I am sorry I only met Edward in 1988, but I feel fortunate for the time we did spend together. His insights of, and inputs on, the global reality in general and the Palestine one in particular will guide us all for many years to come. But above all, we shall miss Edward’s unique ability of articulating in the public sphere the evil inflicted upon the Palestinians in the past against the continued effort in the Western media of sidelining, if not altogether eliminating, the plight and tragedy of Palestine. There is no one who could easily feel his place on that stage — no one who could in few sentences associate so clearly the wrongs of the past with the tragedy of the present in the land of Palestine.
The academic and intellectual world would equally be disorientated without his original thoughts and conceptualization on the West’s relationship with the world. We should be grateful, nonetheless, that so many of our colleagues went in his footsteps as he so brilliantly deconstructed the power bases and more sinister interests behind the knowledge production in West on the Orient in general and the Middle East in particular.
For those of us who knew him more personally, we have all lost a dear and genuine friend, with whom one could talk about the most abstract philosophical issues and with the same ease move to more mundane problems in life — which usually paled in comparison with his endless and brave struggle against his fatal illness.
Something of this mixture and balance was also in his books. He will be remembered, and justly so, for “Orientalism” and the works that followed shaping and contributing to the post-Colonialist and Cultural Studies. But I will also cherish the “The Politics of Dispossession” — these short and lucid interventions, quite often immediate reactions to a recent crisis or juncture in the life of Palestine and the Palestinians, but always contextualizing the event and Said’s thoughts within the much more broader view on the march of history.
A few weeks ago we had our last meaningful conversation — on the phone — in which he beseeched me, as he did others I am sure, not to give up the struggle for relocating the Palestinians’ refugee issue at the heart of the public and global agenda. He stressed the need to continue the effort of changing the American public opinion on Palestine and he was very hopeful and encouraged by he what recognized as a significant change in European public opinion.

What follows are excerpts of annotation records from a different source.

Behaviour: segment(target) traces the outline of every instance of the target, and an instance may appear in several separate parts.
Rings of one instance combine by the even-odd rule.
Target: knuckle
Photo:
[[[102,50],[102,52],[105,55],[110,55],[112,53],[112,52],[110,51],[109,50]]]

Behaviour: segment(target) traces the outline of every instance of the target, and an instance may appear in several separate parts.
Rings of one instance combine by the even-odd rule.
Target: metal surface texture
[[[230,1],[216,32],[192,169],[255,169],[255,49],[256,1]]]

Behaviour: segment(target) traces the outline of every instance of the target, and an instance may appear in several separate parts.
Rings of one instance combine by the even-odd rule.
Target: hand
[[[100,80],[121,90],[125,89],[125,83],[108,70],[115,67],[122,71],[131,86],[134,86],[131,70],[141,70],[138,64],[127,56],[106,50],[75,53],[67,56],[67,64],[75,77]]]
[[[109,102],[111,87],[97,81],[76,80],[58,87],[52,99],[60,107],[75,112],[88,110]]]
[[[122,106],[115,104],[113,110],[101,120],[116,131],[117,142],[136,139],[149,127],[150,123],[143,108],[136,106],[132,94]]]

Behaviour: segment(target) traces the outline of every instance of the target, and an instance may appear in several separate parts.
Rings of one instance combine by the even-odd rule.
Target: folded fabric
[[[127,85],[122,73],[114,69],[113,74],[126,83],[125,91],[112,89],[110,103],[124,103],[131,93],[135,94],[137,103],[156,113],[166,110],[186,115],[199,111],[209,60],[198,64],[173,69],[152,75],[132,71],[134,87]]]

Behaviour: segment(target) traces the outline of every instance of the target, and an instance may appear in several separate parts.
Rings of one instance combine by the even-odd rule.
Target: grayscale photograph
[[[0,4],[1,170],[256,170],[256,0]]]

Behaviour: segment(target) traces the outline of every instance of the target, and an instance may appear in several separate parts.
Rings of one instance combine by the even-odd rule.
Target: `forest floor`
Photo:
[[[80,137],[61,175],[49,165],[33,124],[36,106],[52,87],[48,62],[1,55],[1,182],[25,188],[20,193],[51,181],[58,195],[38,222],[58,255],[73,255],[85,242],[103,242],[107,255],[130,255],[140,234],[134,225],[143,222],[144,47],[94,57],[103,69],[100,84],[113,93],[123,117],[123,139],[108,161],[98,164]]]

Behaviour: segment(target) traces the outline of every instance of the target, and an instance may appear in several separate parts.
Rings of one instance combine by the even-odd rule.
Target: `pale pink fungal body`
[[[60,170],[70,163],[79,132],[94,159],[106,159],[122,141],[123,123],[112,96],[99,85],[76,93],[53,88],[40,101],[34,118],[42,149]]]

Edward probably left more than one spiritual and moral will to us. The one I am taking is the one above. In his memory and out of respect to his intellectual genius as well as to his moral courage, we should regroup our energies and reorganize our efforts to impress on the world that there will be no justice and no peace in Palestine, no stability in the Middle East and no tranquility in the US relationship with the Muslim world, without the return of Palestinian refugees to their home, the end of the Israeli occupation of the West Bank and the Gaza Strip and the building of a state in Palestine that would respect human and civil rights, as did Edward all his life.
May his soul rest in peace.
Ilan Pappe is a senior Israeli academic at the Department of Political Science and M.A, University of Haifa and the author of many books relating to the conflict.